# Oil type for R32 GTS-t tranny and rear diff



## fish (Feb 18, 2004)

Hi,
I'm wondering what oil Nissan recommends for the transmission and rear diff of the R32 GTS-t. Don't know coz I don't have the owners handbook but I imagine it would be similar to the R32 GTR. Is it a GL4/GL5 type oil or an ATF type. What viscosity? Transmission is manual. Appreciate any help. Thanks.


----------



## Carlito (Aug 13, 2003)

fish said:


> Hi,
> I'm wondering what oil Nissan recommends for the transmission and rear diff of the R32 GTS-t. Don't know coz I don't have the owners handbook but I imagine it would be similar to the R32 GTR. Is it a GL4/GL5 type oil or an ATF type. What viscosity? Transmission is manual. Appreciate any help. Thanks.


Transmission is ordinary gear oil. If it is a limited slip diff you need to use LSD diff oil, otherwise I think it's regular gear oil. I haven't got my manual with me at the moment, but this is what I recall from it.


----------



## fish (Feb 18, 2004)

Thanks Carlito but I still need to know the viscosity. 75W90??


----------



## Carlito (Aug 13, 2003)

fish said:


> Thanks Carlito but I still need to know the viscosity. 75W90??

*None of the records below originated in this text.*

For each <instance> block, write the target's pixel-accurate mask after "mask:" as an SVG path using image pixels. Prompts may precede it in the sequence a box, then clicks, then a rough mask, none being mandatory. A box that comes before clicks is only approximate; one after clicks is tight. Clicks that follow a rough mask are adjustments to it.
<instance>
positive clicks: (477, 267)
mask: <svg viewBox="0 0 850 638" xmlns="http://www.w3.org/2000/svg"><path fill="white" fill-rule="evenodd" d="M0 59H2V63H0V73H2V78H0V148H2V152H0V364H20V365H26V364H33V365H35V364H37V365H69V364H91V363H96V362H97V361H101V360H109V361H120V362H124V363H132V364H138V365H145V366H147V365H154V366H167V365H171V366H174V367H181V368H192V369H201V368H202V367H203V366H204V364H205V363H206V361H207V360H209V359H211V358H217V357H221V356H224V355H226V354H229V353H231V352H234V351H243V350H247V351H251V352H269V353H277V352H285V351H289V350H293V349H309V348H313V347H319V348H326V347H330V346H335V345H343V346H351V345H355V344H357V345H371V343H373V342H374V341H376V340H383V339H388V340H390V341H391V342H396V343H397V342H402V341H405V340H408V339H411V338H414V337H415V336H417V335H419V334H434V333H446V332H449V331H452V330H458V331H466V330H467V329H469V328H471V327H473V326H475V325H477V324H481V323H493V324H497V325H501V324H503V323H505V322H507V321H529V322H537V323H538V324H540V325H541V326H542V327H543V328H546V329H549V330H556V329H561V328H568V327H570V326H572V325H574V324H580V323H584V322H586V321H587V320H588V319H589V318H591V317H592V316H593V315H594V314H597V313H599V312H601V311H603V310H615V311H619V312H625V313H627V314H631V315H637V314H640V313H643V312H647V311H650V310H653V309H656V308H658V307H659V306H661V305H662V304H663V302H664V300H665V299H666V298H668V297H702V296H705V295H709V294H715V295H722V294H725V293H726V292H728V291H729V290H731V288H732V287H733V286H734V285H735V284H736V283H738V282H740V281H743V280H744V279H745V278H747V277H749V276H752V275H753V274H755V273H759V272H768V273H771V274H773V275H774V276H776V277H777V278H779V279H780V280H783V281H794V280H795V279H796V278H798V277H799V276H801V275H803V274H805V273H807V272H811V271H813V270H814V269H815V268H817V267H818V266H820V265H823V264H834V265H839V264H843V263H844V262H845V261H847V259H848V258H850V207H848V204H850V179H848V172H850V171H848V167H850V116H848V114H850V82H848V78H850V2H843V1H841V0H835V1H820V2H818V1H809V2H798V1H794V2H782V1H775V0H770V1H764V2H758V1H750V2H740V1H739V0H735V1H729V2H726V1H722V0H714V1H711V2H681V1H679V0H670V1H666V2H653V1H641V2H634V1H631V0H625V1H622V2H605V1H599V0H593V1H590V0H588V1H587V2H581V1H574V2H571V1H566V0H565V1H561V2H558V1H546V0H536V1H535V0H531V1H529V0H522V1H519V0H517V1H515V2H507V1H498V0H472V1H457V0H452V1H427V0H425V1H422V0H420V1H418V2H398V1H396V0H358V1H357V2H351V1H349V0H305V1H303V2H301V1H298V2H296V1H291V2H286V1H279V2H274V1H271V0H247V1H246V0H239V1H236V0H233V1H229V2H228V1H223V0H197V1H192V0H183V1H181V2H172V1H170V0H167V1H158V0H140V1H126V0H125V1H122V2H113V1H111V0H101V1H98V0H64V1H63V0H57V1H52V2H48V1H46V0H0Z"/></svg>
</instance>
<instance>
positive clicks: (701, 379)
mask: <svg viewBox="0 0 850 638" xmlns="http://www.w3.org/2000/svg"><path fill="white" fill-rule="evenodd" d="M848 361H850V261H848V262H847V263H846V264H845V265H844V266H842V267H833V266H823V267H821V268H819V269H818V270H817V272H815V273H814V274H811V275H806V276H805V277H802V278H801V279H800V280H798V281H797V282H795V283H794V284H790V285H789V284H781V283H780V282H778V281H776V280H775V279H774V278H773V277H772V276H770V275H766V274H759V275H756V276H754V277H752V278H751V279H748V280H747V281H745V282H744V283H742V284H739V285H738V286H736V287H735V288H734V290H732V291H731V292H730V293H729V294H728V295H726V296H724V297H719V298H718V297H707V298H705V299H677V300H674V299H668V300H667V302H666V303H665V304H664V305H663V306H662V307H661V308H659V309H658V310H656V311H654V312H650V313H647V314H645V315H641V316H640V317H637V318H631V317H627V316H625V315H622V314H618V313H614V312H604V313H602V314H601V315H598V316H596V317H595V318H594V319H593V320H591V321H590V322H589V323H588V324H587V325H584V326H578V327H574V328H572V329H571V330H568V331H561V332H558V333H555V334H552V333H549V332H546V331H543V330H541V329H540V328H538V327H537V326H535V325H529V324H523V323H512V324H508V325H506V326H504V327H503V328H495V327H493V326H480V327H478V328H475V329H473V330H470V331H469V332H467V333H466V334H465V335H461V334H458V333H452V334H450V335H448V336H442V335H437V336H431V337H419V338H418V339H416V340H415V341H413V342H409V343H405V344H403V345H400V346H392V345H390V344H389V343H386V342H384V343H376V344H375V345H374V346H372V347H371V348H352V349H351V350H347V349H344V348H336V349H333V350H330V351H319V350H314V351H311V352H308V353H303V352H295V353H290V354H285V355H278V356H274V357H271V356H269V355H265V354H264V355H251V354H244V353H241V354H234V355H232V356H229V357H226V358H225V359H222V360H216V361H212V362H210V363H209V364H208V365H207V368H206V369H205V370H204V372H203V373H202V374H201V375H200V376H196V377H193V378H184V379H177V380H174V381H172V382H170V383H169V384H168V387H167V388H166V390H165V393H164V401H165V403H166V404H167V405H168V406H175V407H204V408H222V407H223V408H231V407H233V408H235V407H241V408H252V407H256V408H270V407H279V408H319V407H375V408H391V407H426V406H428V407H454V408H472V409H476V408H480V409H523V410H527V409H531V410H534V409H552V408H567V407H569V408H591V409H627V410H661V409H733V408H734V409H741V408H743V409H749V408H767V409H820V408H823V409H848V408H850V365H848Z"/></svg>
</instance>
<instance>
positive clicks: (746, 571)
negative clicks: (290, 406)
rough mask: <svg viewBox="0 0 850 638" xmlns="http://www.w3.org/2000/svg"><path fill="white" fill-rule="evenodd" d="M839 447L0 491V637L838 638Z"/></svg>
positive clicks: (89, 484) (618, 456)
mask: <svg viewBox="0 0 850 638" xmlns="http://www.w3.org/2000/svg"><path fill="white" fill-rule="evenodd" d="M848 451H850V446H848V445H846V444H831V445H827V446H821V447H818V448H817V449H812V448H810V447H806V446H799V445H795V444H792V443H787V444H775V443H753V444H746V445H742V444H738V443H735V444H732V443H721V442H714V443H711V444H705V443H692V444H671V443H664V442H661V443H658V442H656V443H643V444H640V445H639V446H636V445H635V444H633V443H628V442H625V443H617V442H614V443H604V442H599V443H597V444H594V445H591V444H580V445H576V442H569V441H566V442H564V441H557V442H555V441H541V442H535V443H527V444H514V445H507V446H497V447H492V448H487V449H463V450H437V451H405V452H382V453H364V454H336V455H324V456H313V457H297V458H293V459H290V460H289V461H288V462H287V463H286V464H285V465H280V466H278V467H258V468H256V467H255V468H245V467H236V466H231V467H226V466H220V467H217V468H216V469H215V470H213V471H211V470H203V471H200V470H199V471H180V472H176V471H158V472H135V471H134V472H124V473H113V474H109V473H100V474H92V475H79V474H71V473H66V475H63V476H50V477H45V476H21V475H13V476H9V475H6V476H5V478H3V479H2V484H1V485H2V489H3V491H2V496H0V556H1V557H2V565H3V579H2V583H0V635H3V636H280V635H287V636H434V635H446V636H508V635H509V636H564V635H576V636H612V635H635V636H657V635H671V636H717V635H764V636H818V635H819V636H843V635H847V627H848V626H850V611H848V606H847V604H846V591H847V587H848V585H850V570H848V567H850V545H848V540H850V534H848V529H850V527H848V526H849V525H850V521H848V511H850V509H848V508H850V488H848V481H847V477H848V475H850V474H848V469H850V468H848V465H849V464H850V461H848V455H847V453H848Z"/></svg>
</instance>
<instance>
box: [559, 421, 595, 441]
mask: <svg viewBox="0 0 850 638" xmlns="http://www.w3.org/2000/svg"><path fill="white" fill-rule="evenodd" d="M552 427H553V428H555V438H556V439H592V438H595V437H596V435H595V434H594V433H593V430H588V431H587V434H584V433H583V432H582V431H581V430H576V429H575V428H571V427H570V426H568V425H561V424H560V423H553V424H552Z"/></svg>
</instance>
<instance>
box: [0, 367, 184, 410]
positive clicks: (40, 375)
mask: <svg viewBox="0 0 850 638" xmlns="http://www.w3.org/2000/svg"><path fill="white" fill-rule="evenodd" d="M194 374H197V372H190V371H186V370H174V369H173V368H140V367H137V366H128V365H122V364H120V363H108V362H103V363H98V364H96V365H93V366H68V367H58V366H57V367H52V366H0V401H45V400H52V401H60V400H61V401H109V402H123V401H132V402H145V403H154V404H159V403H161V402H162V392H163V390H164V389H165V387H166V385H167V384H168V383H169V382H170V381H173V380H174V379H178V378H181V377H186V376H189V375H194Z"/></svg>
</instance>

Ssorry, fish, my handbook just says to use power steering fluid for active differentials, otherwise there is no info on oils other than capacity. My workshop manual is currently lent out to a guy who's building an engine, so I can't get the info there either. I'm currently using Castrol 90 gearbox oil in my manual, but this may change soon as I have leaks on both front and rear shaft seals so it needs to come out.

Suggest you go to www.skylinesdownunder.com and post a query on their forum.


----------



## Nizmodore (May 9, 2003)

I'm running a R32 'Box in my Commodore, I'm useing castrol Multitrax transaxle oil......very good stuff......


----------